While the idea of hospitals running out of space at any date is alarming, a delay would buy hospitals valuable time to increase their stock of ventilators and other critical equipment needed to care for COVID-19 patients.
According to the Rutgers-Camden model, New Jersey could be at least 60,000 hospital beds short across all the counties combined. But its creators added that a hospital bed shortage is not a foregone conclusion.
“We do know that extreme social distancing measures (as implemented in China and South Korea) can flatten the curve completely, so that hospitals never reach capacity,” they wrote in their research brief. “However, we also know that even stay-at-home orders do not completely flatten the curve (as demonstrated in Italy prior to March 25).”
Murphy pleas for volunteers
The state needs to “go to the bullpen” to reinforce its front-line medical workers, Murphy said Friday in calling for volunteers to help battle the coronavirus.
“This isn’t just for New Jersey residents either. We’re looking across our nation for help,” he said. “Retired nurses or doctors, nursing and medical students, EMTs, former members of our armed services medical corps, any of the above, any of the above. If you have training, we need you.”
Volunteers can sign up via a state web portal. Murphy said the state is trying to arrange transportation and housing for anyone who is interested.
A separate state web page is accepting donations of personal protective equipment.
Election-day voter registration for N.J. primary?
Gov. Phil Murphy said Thursday he still had not decided what to do about the state’s June 2 primary election — whether to postpone it or make other arrangements in the midst of a public health crisis.
Whenever that vote is held, the state needs to relax voter registration deadlines and take other steps to ensure fair and accessible elections, a coalition of voting rights advocates said Thursday.
In a letter to Murphy and Secretary of State Tahesha Way, the coalition called on the state to launch an online voter registration system and allow election-day voter registration. It also suggested sending vote-by-mail ballots with prepaid return envelopes to all registered voters.
While the state should encourage voting by mail, counties should also maintain in-person polling places that are properly sanitized for those who cannot mail in their ballots, the coalition said.

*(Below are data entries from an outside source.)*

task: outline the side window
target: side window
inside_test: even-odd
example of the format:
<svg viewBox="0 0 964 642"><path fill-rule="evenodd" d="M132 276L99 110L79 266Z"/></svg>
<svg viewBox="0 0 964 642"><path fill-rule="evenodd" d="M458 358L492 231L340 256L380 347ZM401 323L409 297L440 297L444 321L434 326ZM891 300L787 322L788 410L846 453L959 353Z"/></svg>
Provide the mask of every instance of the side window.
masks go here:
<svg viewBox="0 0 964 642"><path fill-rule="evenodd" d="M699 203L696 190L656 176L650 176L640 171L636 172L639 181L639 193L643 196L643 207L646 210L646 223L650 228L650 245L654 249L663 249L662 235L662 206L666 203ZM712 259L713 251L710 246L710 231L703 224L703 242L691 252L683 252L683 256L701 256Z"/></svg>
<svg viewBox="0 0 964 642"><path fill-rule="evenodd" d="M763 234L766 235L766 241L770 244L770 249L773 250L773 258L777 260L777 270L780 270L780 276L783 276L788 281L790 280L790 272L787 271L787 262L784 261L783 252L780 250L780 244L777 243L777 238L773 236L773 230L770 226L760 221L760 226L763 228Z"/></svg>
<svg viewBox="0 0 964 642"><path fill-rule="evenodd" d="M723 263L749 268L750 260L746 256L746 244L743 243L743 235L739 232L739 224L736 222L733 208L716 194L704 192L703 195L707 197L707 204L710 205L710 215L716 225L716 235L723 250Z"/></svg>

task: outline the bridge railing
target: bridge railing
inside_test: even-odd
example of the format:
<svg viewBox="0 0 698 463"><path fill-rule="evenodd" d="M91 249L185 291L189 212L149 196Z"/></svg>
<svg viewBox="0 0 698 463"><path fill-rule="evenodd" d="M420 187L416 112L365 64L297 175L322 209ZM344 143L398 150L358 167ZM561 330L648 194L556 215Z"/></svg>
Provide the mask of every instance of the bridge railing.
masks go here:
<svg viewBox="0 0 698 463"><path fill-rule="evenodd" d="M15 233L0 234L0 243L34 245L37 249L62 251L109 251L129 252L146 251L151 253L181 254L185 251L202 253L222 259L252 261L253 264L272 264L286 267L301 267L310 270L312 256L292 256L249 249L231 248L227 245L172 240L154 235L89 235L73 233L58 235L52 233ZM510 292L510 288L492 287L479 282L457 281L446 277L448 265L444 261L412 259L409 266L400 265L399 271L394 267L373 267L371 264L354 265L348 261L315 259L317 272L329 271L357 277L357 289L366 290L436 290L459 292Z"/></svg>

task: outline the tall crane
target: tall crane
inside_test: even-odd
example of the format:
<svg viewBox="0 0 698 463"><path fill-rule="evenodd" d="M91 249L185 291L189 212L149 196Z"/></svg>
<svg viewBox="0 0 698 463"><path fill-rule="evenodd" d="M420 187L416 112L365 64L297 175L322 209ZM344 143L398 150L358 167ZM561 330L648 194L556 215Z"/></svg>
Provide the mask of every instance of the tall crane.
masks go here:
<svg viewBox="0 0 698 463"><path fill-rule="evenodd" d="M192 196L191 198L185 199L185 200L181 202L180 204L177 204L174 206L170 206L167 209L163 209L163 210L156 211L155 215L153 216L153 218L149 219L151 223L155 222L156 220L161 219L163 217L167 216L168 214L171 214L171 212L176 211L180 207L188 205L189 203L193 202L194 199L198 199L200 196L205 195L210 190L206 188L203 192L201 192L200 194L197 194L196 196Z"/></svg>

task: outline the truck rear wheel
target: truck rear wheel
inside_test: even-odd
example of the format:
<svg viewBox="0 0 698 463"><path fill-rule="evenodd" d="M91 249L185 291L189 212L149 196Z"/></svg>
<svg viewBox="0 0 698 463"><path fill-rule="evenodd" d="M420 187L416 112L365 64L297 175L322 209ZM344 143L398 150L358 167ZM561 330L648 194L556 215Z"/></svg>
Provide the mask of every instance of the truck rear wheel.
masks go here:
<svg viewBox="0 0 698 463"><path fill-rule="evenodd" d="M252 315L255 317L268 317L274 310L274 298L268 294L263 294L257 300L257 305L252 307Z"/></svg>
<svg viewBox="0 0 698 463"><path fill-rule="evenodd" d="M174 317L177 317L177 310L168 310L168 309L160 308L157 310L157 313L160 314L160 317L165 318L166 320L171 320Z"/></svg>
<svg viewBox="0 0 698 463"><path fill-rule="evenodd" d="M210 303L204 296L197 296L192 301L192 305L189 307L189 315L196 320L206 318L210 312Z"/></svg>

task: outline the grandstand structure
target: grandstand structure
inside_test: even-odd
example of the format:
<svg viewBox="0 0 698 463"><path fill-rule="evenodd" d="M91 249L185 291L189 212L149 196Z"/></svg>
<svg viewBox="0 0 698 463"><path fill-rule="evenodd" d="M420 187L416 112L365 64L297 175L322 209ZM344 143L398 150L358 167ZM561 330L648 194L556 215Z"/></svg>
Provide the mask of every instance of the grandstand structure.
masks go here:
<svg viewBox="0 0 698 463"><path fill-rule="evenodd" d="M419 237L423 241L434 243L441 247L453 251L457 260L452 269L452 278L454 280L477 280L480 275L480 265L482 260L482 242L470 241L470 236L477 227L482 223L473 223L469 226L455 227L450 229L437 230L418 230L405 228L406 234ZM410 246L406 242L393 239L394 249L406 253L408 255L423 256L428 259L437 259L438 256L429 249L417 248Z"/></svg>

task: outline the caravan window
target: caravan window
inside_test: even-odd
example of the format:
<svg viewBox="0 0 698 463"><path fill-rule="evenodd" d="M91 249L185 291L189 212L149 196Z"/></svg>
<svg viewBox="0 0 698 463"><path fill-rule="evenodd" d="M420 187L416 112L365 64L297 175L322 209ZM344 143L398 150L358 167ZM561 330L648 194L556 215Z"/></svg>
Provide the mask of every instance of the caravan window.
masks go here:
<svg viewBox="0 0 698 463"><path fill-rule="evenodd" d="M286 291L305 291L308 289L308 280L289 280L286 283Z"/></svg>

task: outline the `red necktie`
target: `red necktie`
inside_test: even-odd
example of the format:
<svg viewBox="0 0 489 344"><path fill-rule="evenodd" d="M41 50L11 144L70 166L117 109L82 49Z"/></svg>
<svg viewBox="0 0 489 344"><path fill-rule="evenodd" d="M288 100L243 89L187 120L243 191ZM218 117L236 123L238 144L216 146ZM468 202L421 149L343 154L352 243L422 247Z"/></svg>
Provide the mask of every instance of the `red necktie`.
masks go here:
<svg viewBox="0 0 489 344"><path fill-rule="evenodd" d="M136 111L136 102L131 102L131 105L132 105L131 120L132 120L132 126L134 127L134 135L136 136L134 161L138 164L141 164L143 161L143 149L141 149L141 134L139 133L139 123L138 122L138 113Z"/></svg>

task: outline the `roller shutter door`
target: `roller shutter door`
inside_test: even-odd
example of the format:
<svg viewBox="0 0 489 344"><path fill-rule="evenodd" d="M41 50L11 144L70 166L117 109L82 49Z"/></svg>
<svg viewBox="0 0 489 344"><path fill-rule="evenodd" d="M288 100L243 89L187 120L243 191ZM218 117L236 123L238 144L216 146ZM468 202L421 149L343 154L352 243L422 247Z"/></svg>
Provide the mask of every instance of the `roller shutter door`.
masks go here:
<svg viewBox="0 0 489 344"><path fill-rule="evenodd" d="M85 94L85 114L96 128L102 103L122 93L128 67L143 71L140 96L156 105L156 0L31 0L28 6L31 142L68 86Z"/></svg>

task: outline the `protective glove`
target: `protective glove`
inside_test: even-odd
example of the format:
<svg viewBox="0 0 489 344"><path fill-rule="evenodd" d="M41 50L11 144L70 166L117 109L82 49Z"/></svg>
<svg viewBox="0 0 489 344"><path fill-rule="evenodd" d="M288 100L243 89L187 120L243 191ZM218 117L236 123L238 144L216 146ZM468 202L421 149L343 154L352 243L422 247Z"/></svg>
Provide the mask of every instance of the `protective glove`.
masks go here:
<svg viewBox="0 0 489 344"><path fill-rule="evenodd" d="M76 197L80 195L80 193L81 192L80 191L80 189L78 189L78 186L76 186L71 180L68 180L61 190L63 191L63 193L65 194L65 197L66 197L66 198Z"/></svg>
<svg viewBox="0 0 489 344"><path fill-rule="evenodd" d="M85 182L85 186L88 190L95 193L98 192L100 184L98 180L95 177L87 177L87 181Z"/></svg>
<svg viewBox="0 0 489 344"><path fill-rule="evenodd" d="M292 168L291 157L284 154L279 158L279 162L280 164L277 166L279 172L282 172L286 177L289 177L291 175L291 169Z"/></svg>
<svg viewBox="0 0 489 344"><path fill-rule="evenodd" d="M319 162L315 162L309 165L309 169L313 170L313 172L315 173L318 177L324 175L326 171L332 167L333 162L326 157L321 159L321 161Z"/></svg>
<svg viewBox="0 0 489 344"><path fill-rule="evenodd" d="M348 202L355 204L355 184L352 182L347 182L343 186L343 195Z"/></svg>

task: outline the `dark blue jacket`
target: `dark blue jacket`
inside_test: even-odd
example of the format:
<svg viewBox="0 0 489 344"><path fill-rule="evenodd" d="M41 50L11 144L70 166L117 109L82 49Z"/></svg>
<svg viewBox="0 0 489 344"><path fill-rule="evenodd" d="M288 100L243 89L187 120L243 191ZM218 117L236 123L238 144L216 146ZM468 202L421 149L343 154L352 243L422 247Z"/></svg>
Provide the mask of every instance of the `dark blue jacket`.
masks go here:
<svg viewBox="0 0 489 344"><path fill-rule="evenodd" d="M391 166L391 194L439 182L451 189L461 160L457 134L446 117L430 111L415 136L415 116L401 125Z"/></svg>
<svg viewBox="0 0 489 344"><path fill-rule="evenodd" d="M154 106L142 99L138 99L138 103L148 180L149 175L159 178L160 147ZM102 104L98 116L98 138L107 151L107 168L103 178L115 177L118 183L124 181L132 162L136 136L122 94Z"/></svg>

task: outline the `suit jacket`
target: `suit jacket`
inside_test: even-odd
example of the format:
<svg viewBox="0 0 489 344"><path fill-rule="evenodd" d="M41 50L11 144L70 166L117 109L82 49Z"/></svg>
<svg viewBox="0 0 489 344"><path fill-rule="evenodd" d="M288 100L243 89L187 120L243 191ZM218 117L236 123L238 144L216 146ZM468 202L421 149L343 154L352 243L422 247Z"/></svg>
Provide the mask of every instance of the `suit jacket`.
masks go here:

“We understand that there are no easy decisions,” sayd the letter from the New Jersey Institute for Social Justice, League of Women Voters of New Jersey and American Civil Liberties Union of New Jersey. “Every decision made during these trying times comes with repercussions and we thank you for your leadership in making these tough calls.”
Murphy previously rescheduled local elections in March and April to May 12 and ordered all voting to be done by mail.